Korintha Bärtsch (Grüne) verlangt vom Luzerner Regierungsrat, dass das Zumolu-Projet auch wirklich umgesetzt wird. (Bild: ewi / zvg)

Mit einer Reihe von Vorstössen fordern die Luzerner Grünen die Umsetzung von neuen Verkehrsideen. Obwohl die Vorschläge der neuen Mobilitätsstrategie des Kantons entsprechen, zeigt die Regierung keine Begeisterung dafür.

Nein, Jein und nochmals Nein. So liest sich die Kurzfassung der Antworten der Luzerner Regierung auf drei Vorstösse der Grünen zu verkehrspolitischen Themen. Gleich im Trio hat die Regierung auf die Vorstösse geantwortet. Und bei der Betrachtung dieser Antworten kommt man fast in Versuchung zu glauben, dass sich die Regierung mit der Funktion «Copy + Paste» das Leben einfach gemacht hat.

Grüne wollen Verkehr vernetzen und verlagern

Denn die Antworten lesen sich bei allen drei Vorstössen ähnlich. Das ist sicher auch der Tatsache geschuldet, dass die drei Vorstösse wenig voneinander abweichen. Zwei davon stammen aus der Feder von Kantonsrätin Korintha Bärtsch, einer von Ex-Kantonsrat Maurus Frey.

Bärtsch fordert im einen der zwei Vorstösse, dass die Regierung Massnahmen trifft, um den Besetzungsgrad in Autos zu erhöhen. Denn auf einer durchschnittlichen Autofahrt im Kanton Luzern transportiert ein Auto gerade mal 1,55 Personen. Noch weniger sind es, wenn man nur die Arbeitswege betrachtet. Auf diesen Strecken sitzt in 94 Prozent der Fahrten nur eine Person im Auto (zentralplus berichtete).

«Wir haben mit diesen drei Vorstössen Massnahmen vorgeschlagen, wie die Zumolu-Strategie umgesetzt werden kann. Dass die Regierung nicht darauf eingeht, ist schade.»

Korintha Bärtsch, Kantonsrätin Grüne

Auch im zweiten Vorstoss von Bärtsch geht es ums Autofahren. Dort verlangt sie nämlich die Förderung von Park-and-Ride-Anlagen. An solchen Orten lässt es sich gut vom Auto auf den öffentlichen Verkehr (ÖV) umsteigen. Bewohner von schlecht erschlossenen Gebieten soll das dazu motivieren, nur noch einen Teil ihres Wegs mit dem Auto zurückzulegen – statt wie bisher den ganzen Weg, aus Gründen der Bequemlichkeit und Effizienz.

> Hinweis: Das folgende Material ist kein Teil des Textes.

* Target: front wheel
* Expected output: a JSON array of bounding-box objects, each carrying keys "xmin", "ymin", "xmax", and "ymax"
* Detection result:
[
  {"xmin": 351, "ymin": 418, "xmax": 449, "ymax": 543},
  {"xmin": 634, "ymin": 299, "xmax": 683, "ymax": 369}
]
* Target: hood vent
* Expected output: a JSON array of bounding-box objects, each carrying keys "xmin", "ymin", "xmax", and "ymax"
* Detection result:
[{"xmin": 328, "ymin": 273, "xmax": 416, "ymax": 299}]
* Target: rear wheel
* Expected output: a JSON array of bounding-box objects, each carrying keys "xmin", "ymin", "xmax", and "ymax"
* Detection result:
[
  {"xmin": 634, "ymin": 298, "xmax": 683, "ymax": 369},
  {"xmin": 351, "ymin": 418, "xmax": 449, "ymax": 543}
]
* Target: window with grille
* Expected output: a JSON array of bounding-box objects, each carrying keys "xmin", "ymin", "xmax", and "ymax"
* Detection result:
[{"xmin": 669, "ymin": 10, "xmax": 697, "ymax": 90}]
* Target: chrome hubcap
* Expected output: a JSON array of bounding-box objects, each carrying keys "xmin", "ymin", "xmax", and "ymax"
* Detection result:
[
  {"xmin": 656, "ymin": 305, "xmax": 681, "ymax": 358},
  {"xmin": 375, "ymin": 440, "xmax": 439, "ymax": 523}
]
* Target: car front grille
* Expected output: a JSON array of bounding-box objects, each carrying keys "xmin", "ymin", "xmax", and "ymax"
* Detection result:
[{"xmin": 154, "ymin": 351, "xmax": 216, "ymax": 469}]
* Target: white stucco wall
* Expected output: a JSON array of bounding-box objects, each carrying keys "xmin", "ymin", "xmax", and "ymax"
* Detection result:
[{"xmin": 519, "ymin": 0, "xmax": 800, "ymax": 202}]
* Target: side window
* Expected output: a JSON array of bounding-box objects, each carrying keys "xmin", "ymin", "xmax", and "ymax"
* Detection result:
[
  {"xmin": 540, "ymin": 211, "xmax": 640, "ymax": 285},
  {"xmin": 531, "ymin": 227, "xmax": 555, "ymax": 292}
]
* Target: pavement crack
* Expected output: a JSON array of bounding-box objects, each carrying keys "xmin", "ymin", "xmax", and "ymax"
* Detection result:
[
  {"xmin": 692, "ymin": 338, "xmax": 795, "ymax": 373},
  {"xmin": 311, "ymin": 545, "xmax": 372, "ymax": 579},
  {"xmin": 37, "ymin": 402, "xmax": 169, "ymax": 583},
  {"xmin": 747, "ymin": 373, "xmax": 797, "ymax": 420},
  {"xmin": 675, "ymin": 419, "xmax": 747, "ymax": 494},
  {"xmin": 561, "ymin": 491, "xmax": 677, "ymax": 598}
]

In eine ähnliche Richtung zielte Maurus Frey mit seinem Vorstoss. Er fordert gesetzliche Voraussetzungen, damit die Regierung «Mobility as a Service» in Zukunft besser fördern kann. Teilen statt Besitzen steht bei diesem Ansatz im Vordergrund. Ob Auto, Roller oder E-Velo: Die verschiedenen Verkehrsmittel sind nicht im Privatbesitz der Menschen, sondern werden von ihnen – je nach Bedarf – geteilt. Diese Massnahme soll zu einem flächeneffizienten Verkehr beitragen, weil Strecken mit jenem Verkehrsmittel zurückgelegt werden, das sich für den betreffenden Weg am besten eignet.

Vorstösse überschneiden sich mit Strategie des Kantons

Auf Anfrage sagt Korintha Bärtsch zu den drei Vorstössen: «Mit diesen Vorstössen zeigen wir bewusst, dass wir nicht grundsätzlich gegen das Auto sind. Sondern wir wollen aufzeigen, dass die zukünftige Mobilität multimodal ist – also vielseitig und vernetzt.»

Den Verkehr vermeiden, verlagern, vernetzen und verträglich gestalten. Dies besagt die 4V-Strategie, an der sich die Verkehrsplanung des Kantons in Zukunft orientieren wird (zentralplus berichtete). So steht es im Bericht zum Projekt «Zukunft Mobilität Luzern» (Zumolu), der die Grundsätze der Luzerner Verkehrsplanung der nächsten Jahrzehnte festhält. Doch wer meint, die Grünen rennen mit ihren Vorstössen darum offene Türen im Regierungsgebäude ein, irrt. Denn die Regierung ist skeptisch und lehnt zwei der drei Vorstösse ab. Einzig der Park-and-Ride-Vorstoss von Korintha Bärtsch soll teilweise erheblich erklärt werden.

«Der Regierung sollte bewusst sein, dass sie die Zumolu-Strategie auch irgendwie auf den Boden bringen muss.»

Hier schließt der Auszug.